How to classify Lever Job Applications with generative AI
Recruiting is a time-sensitive process and it's important to quickly identify promising candidates while filtering out unqualified ones. However, manually reviewing each job application can be a time-consuming and error-prone task. In this post, we’ll show you how to use generative AI to automatically classify Job Applications in Lever.

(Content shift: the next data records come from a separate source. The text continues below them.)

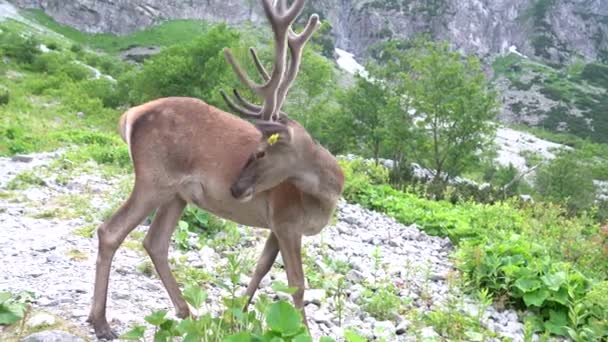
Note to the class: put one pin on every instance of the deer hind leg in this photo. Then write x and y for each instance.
(290, 244)
(111, 234)
(269, 255)
(156, 244)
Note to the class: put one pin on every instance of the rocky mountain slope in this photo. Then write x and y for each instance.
(50, 257)
(555, 29)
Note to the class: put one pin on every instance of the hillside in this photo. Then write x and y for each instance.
(546, 55)
(399, 262)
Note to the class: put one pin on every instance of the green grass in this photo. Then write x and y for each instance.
(530, 257)
(168, 33)
(575, 87)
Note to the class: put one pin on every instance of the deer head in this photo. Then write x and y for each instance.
(275, 159)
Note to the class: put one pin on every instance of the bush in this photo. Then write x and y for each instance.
(103, 89)
(196, 69)
(531, 256)
(22, 49)
(5, 95)
(565, 180)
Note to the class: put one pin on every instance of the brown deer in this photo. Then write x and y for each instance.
(269, 175)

What is Text Classification?
Text classification is a natural language processing (NLP) technique that involves using machine learning algorithms to automatically assign one or more predefined categories or labels to a given piece of text. The algorithms typically learn from a training set of labeled text data and use statistical models to identify patterns and features in the text that can be used to classify new, unseen text data.
Text classification is used in a wide range of applications, from spam detection in emails to sentiment analysis in social media posts and reviews. It has become an essential tool for many industries that rely on large amounts of text data, helping to automate tasks and extract valuable insights from the data.
Example Use Cases
Use cases for classifying job applications in Lever include:
- Automatically classify applications by job title and department
- Identify and classify spam applications
- Automatically prioritize high-potential applications
- Automatically reject unqualified applications
- Reducing average application review time
Teams that might find these use cases helpful include: recruiting, HR, hiring managers, and executives.
Finding your input data and categories
You first need to identify the data that you want to work with. Here, we are looking at Lever job applications. You can extract this data using the Lever API, export it in CSV format, query a list of applications from your data warehouse or BI tool, or copy and paste with an example application.
For more information on the Lever API see here: https://hire.lever.co/developers/api-docs
Next, you need to find or create your list of categories for classifying the applications. This might include job titles, departments, or qualifications.
Common examples of job titles include:
- Software Engineer
- Marketing Manager
- Sales Representative
- Product Designer
- Data Analyst
Once you have your data and categories, you can use generative AI to automatically classify your Lever job applications. This will help you to reduce the time it takes to review job applications and ensure that promising candidates are quickly identified.